CORPUS CHRISTI, Tx — The Corpus Christi City Council is voting Tuesday on whether city staff should work with CPS Energy to explore turning seawater into drinking water at the Barney Davis Power Plant in Flour Bluff.
The plant already uses seawater from the Laguna Madre, a salty inlet connected to the Gulf of Mexico, to cool its power generators. That water is stored in the Barney M. Davis Cooling Reservoir, near Yorktown Boulevard and Waldron Road.
The reservoir was built in 1973, holds about 6,600 acre-feet of water, more than 2 billion gallons, and covers roughly 1,100 acres. It sits off to the side of the main water channel and is surrounded by a soil-cement levee that stretches over 6 miles.

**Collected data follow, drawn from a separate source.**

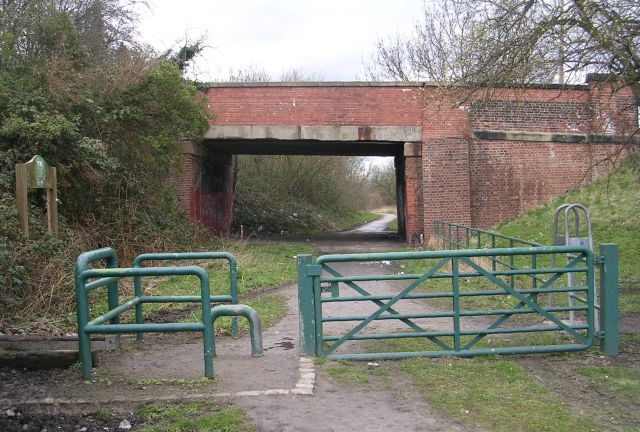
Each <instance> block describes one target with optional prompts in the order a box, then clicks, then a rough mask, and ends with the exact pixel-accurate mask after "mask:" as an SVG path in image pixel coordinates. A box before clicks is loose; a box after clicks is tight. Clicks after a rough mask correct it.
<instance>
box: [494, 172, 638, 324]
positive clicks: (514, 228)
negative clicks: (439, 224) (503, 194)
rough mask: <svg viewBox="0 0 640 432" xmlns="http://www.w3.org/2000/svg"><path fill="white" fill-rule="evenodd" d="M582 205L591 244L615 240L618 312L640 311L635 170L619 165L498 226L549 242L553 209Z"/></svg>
mask: <svg viewBox="0 0 640 432" xmlns="http://www.w3.org/2000/svg"><path fill="white" fill-rule="evenodd" d="M576 202H579V203H581V204H584V205H585V206H586V207H587V208H588V209H589V213H590V215H591V220H592V228H593V236H594V247H595V248H596V251H595V252H596V253H597V252H598V251H597V249H598V245H599V244H601V243H616V244H618V246H619V248H620V250H619V265H620V282H621V299H620V310H621V312H622V313H629V312H634V311H635V312H638V311H640V266H638V265H637V262H638V261H637V251H638V248H639V247H640V240H639V239H640V224H639V223H638V212H639V211H640V188H639V187H638V181H637V173H634V172H633V170H632V169H631V168H630V167H628V166H622V167H620V168H618V169H617V170H615V171H614V172H613V173H611V175H610V176H608V177H604V178H601V179H599V180H597V181H595V182H593V183H591V184H590V185H588V186H586V187H583V188H579V189H574V190H571V191H569V192H568V193H567V194H565V195H562V196H559V197H557V198H555V199H553V200H552V201H550V202H549V203H547V204H545V205H543V206H540V207H538V208H537V209H535V210H533V211H530V212H527V213H525V214H523V215H521V216H519V217H517V218H515V219H513V220H511V221H509V222H506V223H504V224H502V225H499V226H498V227H497V228H496V231H498V232H500V233H501V234H505V235H508V236H513V237H517V238H521V239H525V240H532V241H536V242H540V243H543V244H551V236H552V234H553V233H552V228H553V227H552V226H553V212H554V211H555V209H556V208H557V207H558V206H560V205H561V204H564V203H576Z"/></svg>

Because the plant already has seawater pumping and storage infrastructure in place, experts have been discussing the possibility of desalination there for decades. Desalination is the process of removing salt from water so it can be used for drinking.
Past efforts to move the project forward stalled, largely due to cost and the city having sufficient water supplies at the time. Estimates suggest a full desalination plant could cost hundreds of millions of dollars and take several years to build, with numerous environmental permits required.

Now, with population growth, expanding industries, and drought concerns, city leaders are revisiting the idea to help secure future water supplies. If the council votes yes today, city staff will work with CPS Energy to study the cost, feasibility, and steps needed to move the project forward.